COACHED FOR YOUR EVENT.

Not Done Yet is the coached five-pillar system built around your actual event date. Personalised TrainingPeaks plan, weekly calls, expert masterclasses. 7-day free trial.

$195/month · 7-day free trial · Cancel anytime

FAQ

COMMON QUESTIONS AT 1 WEEKS OUT

Is 1 weeks enough to train for the Trans Pyrenees?+

Race week is about showing up fresh. No new fitness gains possible in a week. Focus on sleep, hydration, carb loading 48-72 hours out, and mental prep. Any hard session this week costs you more than it gives.

What's the hardest part of the Trans Pyrenees?+

35,000m climbing — that's 4× Everest across the event. treating it like Badlands (Mediterranean) — the Pyrenees are colder, wetter, mountainous — so pacing discipline is the single biggest lever most amateurs miss. Trans Pyrenees is a climbing-dominated ultra.

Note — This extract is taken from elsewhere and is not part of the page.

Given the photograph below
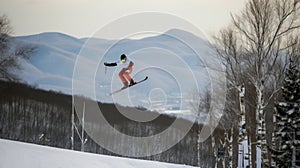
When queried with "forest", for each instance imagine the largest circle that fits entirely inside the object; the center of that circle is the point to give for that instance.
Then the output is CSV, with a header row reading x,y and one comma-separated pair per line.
x,y
44,117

How many hours a week should I train at 1 weeks out from the Trans Pyrenees?+

Drop to 6-8 hours with minimal intensity. The taper protects the fitness you've built rather than growing more. Short, sharp openers to keep legs awake. Nothing aerobically challenging.

Do I need a coach to train for the Trans Pyrenees?+

You don't need a coach to finish. You do need structure. If you're new to sportives, have a target finish time, have a plateau you can't break, or have a history of peaking wrong, a coached plan pays for itself. Inside Not Done Yet the plan is built backwards from your event date — base, build, peak, taper timed to the week the Trans Pyrenees runs. 7-day free trial, $195/mo.

What gearing should I run for the Trans Pyrenees?+

Full bikepacking kit. Dynamo hub for lights + devices. 32-35mm tyres with reinforcement. Waterproof jacket, waterproof gloves, waterproof socks. Bivvy + sleeping bag rated to 0°C. Emergency mylar blanket. Spare battery pack.